As we have already written in our previous article Pre-contractual liability – New rules for contractual negotiations in the Czech civil law, the institute of so called pre-contractual liability is one of the new institutes of the contract law and execution of contracts under the new Czech civil law as introduced by the New Civil Code (Act No. 89/2012 Coll., the “NCC”), which is effective as of 1st January 2014.

The NCC defines four different merits for pre-contractual liability. The aim of this article is to introduce you briefly the first one.

First merit – Initiation of, or proceedings with, contractual negotiation without the will to finalize the contract – is referred to also as negotiating the contract in bad faith and is specified in Section 1728 (1) of the NCC. It relates to cases when a party initiates contract negotiations from its own initiative (or continues in such negotiations) without its intention to actually conclude the contract.

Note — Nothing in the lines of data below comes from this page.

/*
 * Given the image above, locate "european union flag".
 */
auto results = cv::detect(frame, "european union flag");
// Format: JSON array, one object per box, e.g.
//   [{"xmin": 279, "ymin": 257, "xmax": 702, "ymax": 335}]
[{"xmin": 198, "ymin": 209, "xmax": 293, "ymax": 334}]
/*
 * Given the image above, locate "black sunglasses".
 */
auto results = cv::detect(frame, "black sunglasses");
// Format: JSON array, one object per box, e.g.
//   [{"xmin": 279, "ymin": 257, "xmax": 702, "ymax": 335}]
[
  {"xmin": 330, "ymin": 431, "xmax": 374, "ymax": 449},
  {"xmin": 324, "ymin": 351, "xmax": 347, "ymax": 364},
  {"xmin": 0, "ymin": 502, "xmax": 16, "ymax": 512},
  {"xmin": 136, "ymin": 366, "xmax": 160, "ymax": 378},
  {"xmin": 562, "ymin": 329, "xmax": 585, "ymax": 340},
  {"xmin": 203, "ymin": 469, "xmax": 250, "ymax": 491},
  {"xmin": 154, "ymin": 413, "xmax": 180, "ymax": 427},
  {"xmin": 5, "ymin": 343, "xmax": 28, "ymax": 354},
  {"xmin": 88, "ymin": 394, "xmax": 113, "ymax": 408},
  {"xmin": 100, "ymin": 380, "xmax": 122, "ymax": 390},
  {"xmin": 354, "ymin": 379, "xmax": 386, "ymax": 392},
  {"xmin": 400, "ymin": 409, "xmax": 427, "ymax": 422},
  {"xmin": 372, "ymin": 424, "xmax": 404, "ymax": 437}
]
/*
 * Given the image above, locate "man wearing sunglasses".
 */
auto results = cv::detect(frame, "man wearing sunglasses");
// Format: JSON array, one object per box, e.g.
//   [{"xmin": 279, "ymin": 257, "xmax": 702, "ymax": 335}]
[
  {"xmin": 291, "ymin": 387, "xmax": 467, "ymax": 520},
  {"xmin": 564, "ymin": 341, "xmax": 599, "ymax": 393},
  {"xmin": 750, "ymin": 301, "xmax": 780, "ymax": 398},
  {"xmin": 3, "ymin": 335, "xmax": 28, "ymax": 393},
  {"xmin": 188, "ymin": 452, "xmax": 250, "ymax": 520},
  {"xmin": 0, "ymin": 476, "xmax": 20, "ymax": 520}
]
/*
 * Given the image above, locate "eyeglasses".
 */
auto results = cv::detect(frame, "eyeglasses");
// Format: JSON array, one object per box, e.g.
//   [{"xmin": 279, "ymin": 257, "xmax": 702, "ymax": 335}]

This merit is very closely tied with a generally imposed obligation to act in legal relations in good faith. The key fact establishing liability for non-conclusion of contract is the acting in bad-faith,  where party which loses its interest in the finalization of the contract during the contractual negotiations, does not immediately inform the counter party and does not terminate the contract negotiations or even initiates the contractual negotiations without its will to conclude the deal itself. This party is only pretending its interest to conclude the contract, from the beginning of the process or later on.

Such a party incurs legal liability. The counter party, which is acting in good faith, may therefore demand compensation of damages. Nevertheless, the burden of prove lies with the harmed party. She has to prove the amount of suffered damage, casual relation between the breach of contractual liability and the occurrence of damage.

It is good to rephrase that as the principle of autonomous will of contracting parties is prevailing according to the new Czech civil law, the fact that a party does not conclude a contract cannot be sanctioned, it is only the above described bad faith legal action that is establishing legal liability for the relevant party.